“Are you tired? Worn out? Burned out on religion? Come to me. Get away with me and you’ll recover your life. I’ll show you how to take a real rest. Walk with me and work with me—watch how I do it. Learn the unforced rhythms of grace. I won’t lay anything heavy or ill-fitting on you. Keep company with me and you’ll learn to live freely and lightly.” Matthew 11:28-30 (from The Message)
I’ve been intrigued by buzz around Sheryl Sandberg’s book Lean In. I haven’t read the book (yet), but the conversations about it have been fascinating. I agree with the idea that in order to survive—even thrive—in life, we have to make choices about where we spend our energy. I also think it applies to men as well as women. A balanced life is a myth. There’s no way we can “do it all” or spin all our plates in the air at once. A fulfilled life involves prioritizing, hard choices and loving community support. Better to spend energy and do few things very well than to spread oneself too thin and do a mediocre job across the board.
But–there are times in life when everything seems to fall out of place, and there’s no energy left to put it back together. For perfectionists, these periods are excruciating. I know. When I can’t perform to my perceived utmost best, I’m tempted to not perform at all (note the lack of blog posts for the past month). Last week I found myself leaving the doctor’s office with a prescription for antiviral meds and a case of shingles. This isn’t convenient in the middle of Lent. I had to let go of some important tasks and spend lots of time with an ice pack on my couch. I was forced to depend on others to care for me as I rested. I had to settle for less time spent on my sermon. I couldn’t wait until I felt 100% better before I showed my face again. I had to admit my weakness and ask for patience.

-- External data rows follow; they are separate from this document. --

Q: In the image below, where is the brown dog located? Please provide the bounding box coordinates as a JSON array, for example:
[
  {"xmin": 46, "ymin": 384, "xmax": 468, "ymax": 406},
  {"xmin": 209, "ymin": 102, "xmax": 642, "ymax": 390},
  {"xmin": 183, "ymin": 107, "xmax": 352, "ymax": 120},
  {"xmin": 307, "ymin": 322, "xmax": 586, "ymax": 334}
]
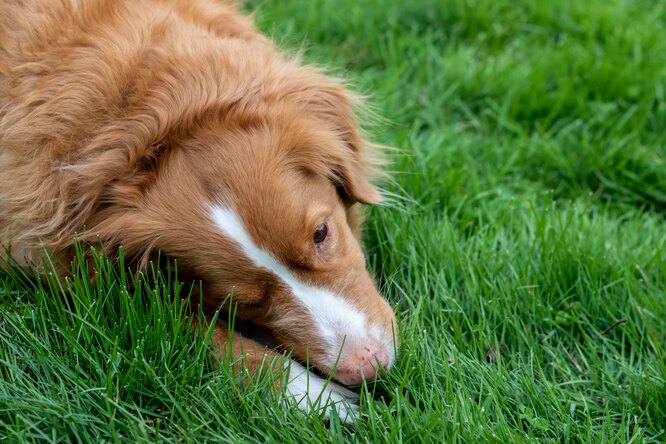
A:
[{"xmin": 0, "ymin": 0, "xmax": 396, "ymax": 415}]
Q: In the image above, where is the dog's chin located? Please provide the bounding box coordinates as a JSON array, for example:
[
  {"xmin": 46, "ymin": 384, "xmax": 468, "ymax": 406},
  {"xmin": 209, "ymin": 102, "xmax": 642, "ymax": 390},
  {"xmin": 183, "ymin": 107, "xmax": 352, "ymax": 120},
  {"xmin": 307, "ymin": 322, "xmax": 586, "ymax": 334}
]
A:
[{"xmin": 218, "ymin": 319, "xmax": 350, "ymax": 383}]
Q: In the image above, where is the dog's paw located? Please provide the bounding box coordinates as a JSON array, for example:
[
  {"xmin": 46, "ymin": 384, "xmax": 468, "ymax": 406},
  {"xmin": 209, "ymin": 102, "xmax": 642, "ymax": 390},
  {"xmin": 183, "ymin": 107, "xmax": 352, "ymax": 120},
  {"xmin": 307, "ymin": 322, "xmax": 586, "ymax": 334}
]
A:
[{"xmin": 285, "ymin": 361, "xmax": 358, "ymax": 424}]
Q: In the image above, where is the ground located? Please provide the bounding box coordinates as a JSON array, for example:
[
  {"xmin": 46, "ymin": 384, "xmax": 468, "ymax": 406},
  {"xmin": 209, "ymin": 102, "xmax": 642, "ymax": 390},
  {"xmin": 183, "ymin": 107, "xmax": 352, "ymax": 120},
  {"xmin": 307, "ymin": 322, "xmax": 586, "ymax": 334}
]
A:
[{"xmin": 0, "ymin": 0, "xmax": 666, "ymax": 442}]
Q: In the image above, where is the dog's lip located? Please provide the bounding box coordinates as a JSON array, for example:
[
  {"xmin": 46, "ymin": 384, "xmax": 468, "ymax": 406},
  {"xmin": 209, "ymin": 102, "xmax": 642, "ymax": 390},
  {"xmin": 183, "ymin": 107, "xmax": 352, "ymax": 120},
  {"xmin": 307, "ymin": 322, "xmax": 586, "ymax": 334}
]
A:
[{"xmin": 218, "ymin": 319, "xmax": 358, "ymax": 387}]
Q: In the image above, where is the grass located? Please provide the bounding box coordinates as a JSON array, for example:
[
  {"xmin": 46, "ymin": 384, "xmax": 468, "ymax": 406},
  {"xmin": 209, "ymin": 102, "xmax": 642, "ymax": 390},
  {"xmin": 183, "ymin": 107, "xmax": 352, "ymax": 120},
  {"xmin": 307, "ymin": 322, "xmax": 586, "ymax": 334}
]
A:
[{"xmin": 0, "ymin": 0, "xmax": 666, "ymax": 442}]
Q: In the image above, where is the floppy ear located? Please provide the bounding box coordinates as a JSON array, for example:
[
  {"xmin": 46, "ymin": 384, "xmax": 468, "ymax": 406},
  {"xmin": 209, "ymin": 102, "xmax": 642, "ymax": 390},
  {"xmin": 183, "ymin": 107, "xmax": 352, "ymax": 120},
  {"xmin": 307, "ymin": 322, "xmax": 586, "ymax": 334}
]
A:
[{"xmin": 292, "ymin": 72, "xmax": 382, "ymax": 204}]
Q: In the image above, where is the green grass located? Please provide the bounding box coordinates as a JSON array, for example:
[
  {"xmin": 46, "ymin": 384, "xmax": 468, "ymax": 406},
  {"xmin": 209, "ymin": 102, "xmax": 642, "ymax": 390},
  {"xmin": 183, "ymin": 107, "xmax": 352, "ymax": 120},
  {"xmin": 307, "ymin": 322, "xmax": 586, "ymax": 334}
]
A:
[{"xmin": 0, "ymin": 0, "xmax": 666, "ymax": 442}]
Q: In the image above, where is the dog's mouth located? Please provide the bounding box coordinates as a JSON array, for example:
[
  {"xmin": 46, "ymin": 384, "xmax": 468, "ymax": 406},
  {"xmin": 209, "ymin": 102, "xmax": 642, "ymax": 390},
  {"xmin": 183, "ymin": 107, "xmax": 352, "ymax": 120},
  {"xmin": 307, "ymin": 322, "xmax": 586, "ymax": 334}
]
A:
[{"xmin": 218, "ymin": 319, "xmax": 352, "ymax": 383}]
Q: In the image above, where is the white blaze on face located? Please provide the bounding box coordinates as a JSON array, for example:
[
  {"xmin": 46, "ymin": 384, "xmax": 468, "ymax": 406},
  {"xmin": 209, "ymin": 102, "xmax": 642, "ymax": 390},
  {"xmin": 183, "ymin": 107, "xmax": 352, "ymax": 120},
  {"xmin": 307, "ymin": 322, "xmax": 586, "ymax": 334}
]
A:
[{"xmin": 211, "ymin": 206, "xmax": 393, "ymax": 367}]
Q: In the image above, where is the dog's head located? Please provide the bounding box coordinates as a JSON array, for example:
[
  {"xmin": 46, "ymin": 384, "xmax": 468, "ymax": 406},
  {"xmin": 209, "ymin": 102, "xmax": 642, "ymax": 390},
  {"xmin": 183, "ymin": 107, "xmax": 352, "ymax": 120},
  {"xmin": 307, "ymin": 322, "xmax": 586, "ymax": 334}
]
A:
[{"xmin": 83, "ymin": 62, "xmax": 397, "ymax": 384}]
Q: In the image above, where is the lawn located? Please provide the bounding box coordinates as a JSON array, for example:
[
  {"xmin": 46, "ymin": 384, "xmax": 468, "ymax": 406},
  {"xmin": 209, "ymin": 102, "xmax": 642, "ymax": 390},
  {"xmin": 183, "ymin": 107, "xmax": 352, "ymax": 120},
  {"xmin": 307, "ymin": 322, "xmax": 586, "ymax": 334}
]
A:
[{"xmin": 0, "ymin": 0, "xmax": 666, "ymax": 442}]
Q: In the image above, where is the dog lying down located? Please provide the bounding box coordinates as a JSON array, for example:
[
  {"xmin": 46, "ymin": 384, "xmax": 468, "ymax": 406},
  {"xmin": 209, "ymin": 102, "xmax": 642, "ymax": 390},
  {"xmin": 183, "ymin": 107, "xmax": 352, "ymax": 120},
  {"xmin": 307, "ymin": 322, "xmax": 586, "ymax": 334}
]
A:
[{"xmin": 0, "ymin": 0, "xmax": 397, "ymax": 421}]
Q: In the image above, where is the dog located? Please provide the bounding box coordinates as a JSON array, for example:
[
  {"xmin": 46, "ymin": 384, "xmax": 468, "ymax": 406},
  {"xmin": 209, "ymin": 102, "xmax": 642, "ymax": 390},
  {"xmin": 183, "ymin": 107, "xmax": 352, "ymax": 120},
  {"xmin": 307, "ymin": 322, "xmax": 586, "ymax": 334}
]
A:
[{"xmin": 0, "ymin": 0, "xmax": 397, "ymax": 419}]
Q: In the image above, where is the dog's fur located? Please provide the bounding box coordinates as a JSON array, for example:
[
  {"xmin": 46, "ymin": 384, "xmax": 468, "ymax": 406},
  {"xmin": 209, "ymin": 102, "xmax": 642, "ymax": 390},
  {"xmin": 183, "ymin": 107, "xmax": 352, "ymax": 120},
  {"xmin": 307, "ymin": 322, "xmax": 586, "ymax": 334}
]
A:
[{"xmin": 0, "ymin": 0, "xmax": 395, "ymax": 420}]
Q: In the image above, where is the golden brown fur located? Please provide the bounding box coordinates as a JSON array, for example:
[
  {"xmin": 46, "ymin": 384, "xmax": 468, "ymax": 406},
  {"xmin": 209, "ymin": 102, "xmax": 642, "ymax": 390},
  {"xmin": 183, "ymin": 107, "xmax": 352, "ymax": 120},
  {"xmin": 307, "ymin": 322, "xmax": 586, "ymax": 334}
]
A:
[{"xmin": 0, "ymin": 0, "xmax": 393, "ymax": 396}]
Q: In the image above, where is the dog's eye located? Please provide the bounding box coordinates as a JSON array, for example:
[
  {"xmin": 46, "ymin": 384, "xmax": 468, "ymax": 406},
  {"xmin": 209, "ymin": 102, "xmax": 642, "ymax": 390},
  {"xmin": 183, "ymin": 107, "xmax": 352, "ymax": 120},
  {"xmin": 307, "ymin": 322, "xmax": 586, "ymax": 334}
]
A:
[{"xmin": 314, "ymin": 224, "xmax": 328, "ymax": 244}]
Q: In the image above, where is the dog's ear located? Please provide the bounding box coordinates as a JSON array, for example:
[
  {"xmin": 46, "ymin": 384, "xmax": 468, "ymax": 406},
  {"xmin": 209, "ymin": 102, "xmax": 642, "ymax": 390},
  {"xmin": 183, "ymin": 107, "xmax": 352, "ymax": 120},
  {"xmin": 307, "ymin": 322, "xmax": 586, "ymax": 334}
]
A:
[{"xmin": 292, "ymin": 73, "xmax": 382, "ymax": 204}]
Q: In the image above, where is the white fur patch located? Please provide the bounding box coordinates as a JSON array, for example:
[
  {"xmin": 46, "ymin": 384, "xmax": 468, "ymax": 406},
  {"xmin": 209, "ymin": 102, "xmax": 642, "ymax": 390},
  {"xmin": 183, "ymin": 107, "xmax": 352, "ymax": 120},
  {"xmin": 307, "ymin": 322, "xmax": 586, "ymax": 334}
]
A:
[
  {"xmin": 286, "ymin": 361, "xmax": 358, "ymax": 424},
  {"xmin": 211, "ymin": 206, "xmax": 374, "ymax": 367}
]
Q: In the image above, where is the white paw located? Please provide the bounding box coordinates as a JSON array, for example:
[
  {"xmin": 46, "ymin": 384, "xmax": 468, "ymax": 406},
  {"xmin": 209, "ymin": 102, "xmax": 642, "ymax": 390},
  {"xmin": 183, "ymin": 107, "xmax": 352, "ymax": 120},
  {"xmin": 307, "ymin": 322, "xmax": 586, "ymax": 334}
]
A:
[{"xmin": 286, "ymin": 361, "xmax": 358, "ymax": 424}]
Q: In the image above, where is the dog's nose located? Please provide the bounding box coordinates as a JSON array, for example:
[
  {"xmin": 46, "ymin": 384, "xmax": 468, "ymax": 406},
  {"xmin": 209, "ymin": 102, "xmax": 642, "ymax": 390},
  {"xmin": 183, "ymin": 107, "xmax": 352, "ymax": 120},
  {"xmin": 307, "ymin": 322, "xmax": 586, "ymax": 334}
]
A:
[{"xmin": 335, "ymin": 342, "xmax": 389, "ymax": 385}]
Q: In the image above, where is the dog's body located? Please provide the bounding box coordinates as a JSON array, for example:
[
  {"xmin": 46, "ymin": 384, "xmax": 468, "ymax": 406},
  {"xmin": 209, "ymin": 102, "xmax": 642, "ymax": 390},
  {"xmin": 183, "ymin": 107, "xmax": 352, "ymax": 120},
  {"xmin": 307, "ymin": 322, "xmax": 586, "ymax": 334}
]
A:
[{"xmin": 0, "ymin": 0, "xmax": 395, "ymax": 420}]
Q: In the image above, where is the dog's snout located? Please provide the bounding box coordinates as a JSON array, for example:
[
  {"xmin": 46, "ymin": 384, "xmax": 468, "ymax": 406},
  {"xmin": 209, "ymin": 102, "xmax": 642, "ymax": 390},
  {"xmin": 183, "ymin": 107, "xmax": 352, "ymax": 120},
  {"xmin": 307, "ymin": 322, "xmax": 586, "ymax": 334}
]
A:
[{"xmin": 335, "ymin": 342, "xmax": 389, "ymax": 385}]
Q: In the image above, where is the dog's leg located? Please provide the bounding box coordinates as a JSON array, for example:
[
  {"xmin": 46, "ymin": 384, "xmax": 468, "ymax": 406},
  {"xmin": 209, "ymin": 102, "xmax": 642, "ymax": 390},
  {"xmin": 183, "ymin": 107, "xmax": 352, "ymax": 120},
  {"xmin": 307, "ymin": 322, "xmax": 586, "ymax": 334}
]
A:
[{"xmin": 211, "ymin": 324, "xmax": 358, "ymax": 424}]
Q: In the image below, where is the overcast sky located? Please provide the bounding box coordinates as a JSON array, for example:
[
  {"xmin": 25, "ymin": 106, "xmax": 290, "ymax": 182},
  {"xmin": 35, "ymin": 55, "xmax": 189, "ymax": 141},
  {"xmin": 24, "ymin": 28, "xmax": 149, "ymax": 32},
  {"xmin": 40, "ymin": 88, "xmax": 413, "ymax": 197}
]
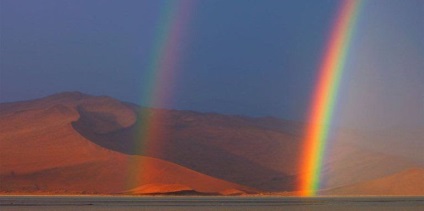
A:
[{"xmin": 0, "ymin": 0, "xmax": 424, "ymax": 127}]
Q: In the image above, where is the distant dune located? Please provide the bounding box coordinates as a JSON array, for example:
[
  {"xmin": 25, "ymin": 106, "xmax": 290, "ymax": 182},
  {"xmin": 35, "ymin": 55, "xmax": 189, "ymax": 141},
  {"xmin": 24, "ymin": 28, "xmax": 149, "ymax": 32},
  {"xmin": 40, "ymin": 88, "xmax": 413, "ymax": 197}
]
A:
[
  {"xmin": 324, "ymin": 168, "xmax": 424, "ymax": 196},
  {"xmin": 0, "ymin": 92, "xmax": 423, "ymax": 195}
]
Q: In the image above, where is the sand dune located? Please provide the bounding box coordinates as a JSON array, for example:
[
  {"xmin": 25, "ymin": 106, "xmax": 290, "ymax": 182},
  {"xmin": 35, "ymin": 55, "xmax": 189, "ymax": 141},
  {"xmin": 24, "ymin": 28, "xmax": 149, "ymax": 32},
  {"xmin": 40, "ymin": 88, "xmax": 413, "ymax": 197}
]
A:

Sometimes we can’t strike a perfect balance in life (isn’t leaning in—and out—an attempt at balance?). There are times when we’re held up by others. There are times when we have to be good enough. Good enough because we’re worthy of patience and understanding. Good enough because we need help. Good enough because we can’t do our best all the time. Good enough because we’re beloved children of God.
Sometimes the bare minimum is all we can do. And sometimes that’s good enough. I’m feeling better.